Hezekiah wasn't the only one who could pray and see things happen.
So, if we're faithful, can we. Because the one Hezekiah had been
hearing about all his life – Immanuel, Prince of Peace, Ruler from
Bethlehem – well, that descendant of Hezekiah came and lived among
us. And now we live in
him, in Jesus Christ, who gives us greater access to God than we ever
dreamed. But somehow, we can still be just as prone as Hezekiah was
to not care much beyond what we think will personally affect us. We
hold back from the needy, we don't plan for the future, we don't soak
the world in prayer, even when we can.
But
we're told to pray. Oh, how we're told to pray! But will we listen
better than Hezekiah did, and will we trust God like Hezekiah learned
to? This Advent, reflecting on the story of King Hezekiah, a story
Hezekiah's descendant Jesus knew so well and learned from, I'd invite
you to purify your lives like Hezekiah purified the temple. I'd
invite you to invite people to God the way Hezekiah invited people to
the Passover. I'd invite you to grow
in faith in Jesus Christ, the living face of the God Hezekiah knew.
And I'd invite you, most surely, to pray.
This
Advent, care, pray for things beyond the moment. Not just illnesses
or present threats, but things too far in space and time to see.

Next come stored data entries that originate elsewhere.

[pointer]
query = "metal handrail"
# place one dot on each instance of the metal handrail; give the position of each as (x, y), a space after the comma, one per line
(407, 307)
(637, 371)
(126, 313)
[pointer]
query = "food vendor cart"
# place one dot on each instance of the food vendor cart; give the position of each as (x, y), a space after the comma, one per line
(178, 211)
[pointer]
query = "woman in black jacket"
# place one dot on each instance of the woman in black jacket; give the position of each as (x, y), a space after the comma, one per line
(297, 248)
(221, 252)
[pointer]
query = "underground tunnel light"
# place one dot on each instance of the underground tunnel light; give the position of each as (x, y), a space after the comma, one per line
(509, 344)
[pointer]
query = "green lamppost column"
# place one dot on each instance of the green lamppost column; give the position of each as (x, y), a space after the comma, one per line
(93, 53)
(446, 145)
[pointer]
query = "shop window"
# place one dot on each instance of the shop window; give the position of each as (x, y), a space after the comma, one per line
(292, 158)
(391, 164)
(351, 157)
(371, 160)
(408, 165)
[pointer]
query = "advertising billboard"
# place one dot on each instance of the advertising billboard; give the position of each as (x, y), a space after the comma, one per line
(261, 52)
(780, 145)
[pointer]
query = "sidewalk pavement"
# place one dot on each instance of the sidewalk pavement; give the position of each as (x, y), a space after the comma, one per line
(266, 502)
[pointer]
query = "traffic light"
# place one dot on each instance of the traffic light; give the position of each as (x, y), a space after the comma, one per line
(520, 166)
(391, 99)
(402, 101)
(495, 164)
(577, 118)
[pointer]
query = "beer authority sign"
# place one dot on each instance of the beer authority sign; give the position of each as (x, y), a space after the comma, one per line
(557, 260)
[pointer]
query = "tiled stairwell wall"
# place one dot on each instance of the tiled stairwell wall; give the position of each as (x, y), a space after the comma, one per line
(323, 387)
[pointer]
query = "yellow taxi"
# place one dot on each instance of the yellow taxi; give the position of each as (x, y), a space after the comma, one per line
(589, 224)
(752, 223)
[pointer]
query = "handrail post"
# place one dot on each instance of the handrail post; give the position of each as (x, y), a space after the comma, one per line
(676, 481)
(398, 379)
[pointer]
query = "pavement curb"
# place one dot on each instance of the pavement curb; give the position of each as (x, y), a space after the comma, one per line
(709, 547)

Pray for rulers in authority – presidents and leaders of every
nation. Pray for the church in distant lands. Pray for the
well-being of your great-great-great-great-grandkids. Pray for the
return of our Immanuel to earth, bringing with him a New Jerusalem that can never be breached or conquered.
Don't be led astray by the Assyrias of the moment, those pressing
concerns that dominate our view. Pray, to be sure, for God can and
will deal with them. But pray farther. Look centuries beyond,
eternally beyond, and pray for what will in those days have now
mattered most. Pray. Pray for distant, far-off things. Pray in
love for what you could easily dismiss as another age's problems.
Pray in faith. And trust that, in Immanuel's hands, our days – and
days beyond us – are secure in him. Amen.